Currently, Document only supports extracting document content from a local directory, and users can build a document collection docs from a local directory using the following statement:

docs = Document(dataset_path='/path/to/doc/dir', embed=MyEmbeddingModule(), manager=False)

The Document constructor has the following parameters:

  • dataset_path: Specifies which file directory to build from.
  • embed: Uses the specified model to perform text embedding. If you need to generate multiple embeddings for the text, you need to specify them in a dictionary, where the key identifies the name of the embedding and the value is the corresponding embedding model.
  • manager: Whether to use the UI interface, which will affect the internal processing logic of Document; the default is True.
  • launcher: The method of launching the service, which is used in cluster applications; it can be ignored for single-machine applications.
  • store_conf: Configure which storage backend and index backend to use.
  • doc_fields: Configure the fields and corresponding types that need to be stored and retrieved (currently only used by the Milvus backend).

Node and NodeGroup

A Document instance may be further subdivided into several sets of nodes with different granularities, known as Node sets (the Node Group), according to specified rules (referred to as Transformer in LazyLLM). These Nodes not only contain the document content but also record which Node they were split from and which finer-grained Nodes they themselves were split into. Users can create their own Node Group by using the Document.create_node_group() method.

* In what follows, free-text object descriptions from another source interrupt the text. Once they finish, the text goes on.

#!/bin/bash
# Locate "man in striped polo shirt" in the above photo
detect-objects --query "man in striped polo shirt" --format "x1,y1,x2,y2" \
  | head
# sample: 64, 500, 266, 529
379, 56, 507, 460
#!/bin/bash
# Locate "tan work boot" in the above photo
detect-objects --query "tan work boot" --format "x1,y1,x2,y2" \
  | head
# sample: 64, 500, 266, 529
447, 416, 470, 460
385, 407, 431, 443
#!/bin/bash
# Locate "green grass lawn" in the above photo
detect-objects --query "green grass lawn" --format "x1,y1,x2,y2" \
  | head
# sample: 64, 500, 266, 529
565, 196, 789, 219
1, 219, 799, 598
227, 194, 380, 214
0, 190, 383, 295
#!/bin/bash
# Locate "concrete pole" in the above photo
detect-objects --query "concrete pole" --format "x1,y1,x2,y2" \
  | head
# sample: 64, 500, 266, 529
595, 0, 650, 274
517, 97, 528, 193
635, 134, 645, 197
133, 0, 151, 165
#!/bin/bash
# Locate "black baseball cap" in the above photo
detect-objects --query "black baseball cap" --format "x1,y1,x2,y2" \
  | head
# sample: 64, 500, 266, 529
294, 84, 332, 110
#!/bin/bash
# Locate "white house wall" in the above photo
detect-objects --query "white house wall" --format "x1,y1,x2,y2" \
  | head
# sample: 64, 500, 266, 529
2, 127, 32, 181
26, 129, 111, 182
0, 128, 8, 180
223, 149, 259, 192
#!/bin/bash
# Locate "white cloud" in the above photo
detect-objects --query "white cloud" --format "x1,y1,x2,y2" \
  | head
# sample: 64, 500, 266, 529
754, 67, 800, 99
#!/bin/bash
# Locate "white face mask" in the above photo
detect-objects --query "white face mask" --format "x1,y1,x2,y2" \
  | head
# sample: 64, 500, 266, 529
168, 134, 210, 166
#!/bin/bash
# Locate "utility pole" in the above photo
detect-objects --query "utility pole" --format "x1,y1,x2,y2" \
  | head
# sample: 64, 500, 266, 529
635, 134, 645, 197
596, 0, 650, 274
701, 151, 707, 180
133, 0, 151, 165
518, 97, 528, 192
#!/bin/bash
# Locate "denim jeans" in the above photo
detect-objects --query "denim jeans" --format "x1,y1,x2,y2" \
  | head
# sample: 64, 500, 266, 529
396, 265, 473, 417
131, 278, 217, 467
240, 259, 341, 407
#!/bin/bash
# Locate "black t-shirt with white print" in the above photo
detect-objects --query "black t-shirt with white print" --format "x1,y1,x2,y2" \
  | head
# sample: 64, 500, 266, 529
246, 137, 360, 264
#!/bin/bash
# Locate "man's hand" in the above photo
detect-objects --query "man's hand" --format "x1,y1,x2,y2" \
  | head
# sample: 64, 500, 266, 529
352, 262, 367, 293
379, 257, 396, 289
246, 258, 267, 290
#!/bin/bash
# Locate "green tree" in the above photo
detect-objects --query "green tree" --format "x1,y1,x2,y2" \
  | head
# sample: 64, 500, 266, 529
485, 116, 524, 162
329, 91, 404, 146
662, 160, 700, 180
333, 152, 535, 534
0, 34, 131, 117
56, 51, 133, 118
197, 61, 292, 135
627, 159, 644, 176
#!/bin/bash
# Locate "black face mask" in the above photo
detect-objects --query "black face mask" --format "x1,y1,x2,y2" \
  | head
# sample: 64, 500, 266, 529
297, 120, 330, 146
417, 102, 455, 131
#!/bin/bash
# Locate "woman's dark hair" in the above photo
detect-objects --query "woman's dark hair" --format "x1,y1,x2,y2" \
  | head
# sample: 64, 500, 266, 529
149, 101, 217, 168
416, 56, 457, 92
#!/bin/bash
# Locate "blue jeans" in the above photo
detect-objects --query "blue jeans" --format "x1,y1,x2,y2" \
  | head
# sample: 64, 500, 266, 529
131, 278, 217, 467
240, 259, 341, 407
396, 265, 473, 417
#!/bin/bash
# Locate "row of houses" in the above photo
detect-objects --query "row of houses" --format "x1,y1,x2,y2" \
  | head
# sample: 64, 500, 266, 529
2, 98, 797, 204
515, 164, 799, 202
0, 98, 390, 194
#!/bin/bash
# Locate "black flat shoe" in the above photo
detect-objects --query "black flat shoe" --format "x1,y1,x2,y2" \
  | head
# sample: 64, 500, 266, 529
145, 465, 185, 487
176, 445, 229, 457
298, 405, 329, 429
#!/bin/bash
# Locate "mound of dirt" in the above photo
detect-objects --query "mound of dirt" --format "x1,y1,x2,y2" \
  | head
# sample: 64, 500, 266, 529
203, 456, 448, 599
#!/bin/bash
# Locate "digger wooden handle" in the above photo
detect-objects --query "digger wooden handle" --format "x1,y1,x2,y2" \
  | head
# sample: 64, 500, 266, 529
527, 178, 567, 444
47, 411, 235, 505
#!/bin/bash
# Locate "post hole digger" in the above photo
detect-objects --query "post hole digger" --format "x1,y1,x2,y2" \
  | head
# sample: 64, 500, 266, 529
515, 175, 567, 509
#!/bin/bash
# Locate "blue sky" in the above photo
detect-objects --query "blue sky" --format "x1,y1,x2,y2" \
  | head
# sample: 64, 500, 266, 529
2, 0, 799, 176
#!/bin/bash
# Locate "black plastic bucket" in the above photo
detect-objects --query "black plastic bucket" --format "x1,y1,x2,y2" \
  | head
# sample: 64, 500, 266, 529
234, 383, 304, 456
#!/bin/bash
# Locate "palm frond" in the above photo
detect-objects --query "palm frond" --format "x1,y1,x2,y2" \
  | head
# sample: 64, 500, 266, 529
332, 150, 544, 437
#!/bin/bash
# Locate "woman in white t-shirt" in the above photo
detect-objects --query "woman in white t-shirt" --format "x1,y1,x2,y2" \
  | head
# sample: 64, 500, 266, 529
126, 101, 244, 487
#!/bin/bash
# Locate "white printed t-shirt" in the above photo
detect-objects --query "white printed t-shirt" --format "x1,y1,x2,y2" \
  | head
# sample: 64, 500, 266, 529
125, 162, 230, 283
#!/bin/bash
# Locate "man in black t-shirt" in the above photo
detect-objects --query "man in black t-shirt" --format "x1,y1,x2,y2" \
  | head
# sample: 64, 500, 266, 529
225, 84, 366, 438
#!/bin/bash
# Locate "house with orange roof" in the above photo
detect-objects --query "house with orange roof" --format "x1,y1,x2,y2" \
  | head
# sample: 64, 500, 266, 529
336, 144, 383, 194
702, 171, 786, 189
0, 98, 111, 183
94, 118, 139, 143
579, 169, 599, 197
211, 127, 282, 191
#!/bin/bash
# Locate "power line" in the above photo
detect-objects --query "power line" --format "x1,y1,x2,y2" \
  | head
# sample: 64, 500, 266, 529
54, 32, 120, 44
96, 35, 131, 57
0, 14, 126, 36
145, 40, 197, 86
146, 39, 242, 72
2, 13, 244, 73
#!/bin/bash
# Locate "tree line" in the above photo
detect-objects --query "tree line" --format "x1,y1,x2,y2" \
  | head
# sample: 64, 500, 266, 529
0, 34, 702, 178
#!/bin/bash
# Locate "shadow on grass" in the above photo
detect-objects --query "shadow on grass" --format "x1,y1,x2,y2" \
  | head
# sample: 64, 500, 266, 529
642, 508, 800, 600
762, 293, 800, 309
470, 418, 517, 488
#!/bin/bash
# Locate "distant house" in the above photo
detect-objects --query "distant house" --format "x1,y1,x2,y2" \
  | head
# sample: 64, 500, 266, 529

Below, we will introduce Node and Node Group through an example:

docs = Document()

# (1)
docs.create_node_group(name='block',
                       transform=lambda d: d.split('\n'))

# (2)
docs.create_node_group(name='doc-summary',
                       transform=lambda d: summary_llm(d))

# (3)
docs.create_node_group(name='sentence',
                       transform=lambda b: b.split('。'),
                       parent='block')

# (4)
docs.create_node_group(name='block-summary',
                       transform=lambda b: summary_llm(b),
                       parent='block')

# (5)
docs.create_node_group(name='keyword',
                       transform=lambda b: keyword_llm(b),
                       parent='block')

# (6)
docs.create_node_group(name='sentence-len',
                       transform=lambda s: len(s),
                       parent='sentence')

First, statement 1 splits all documents into individual paragraph blocks using line breaks as delimiters, with each block being a single Node. These Nodes constitute a Node Group named block.

Statement 2 uses a large model capable of extracting summaries to treat each document's summary as a Node Group named doc-summary. This Node Group contains only one Node, which is the summary of the entire document.

Since both block and doc-summary are derived from the root node lazyllm_root through different transformation rules, they are both child nodes of lazyllm_root.

Statement 3 further transforms the Node Group named block by using Chinese periods as delimiters to obtain individual sentences, with each sentence being a Node. Together, they form the Node Group named sentence.

Statement 4, based on the Node Group named block, uses a large model that can extract summaries to process each Node, resulting in a Node Group named block-summary that consists of paragraph summaries.

Statement 5, also based on the Node Group named block, with the help of a large model that can extract keywords, extracts keywords for each paragraph. The keywords of each paragraph are individual Nodes, which together form the Node Group named keyword.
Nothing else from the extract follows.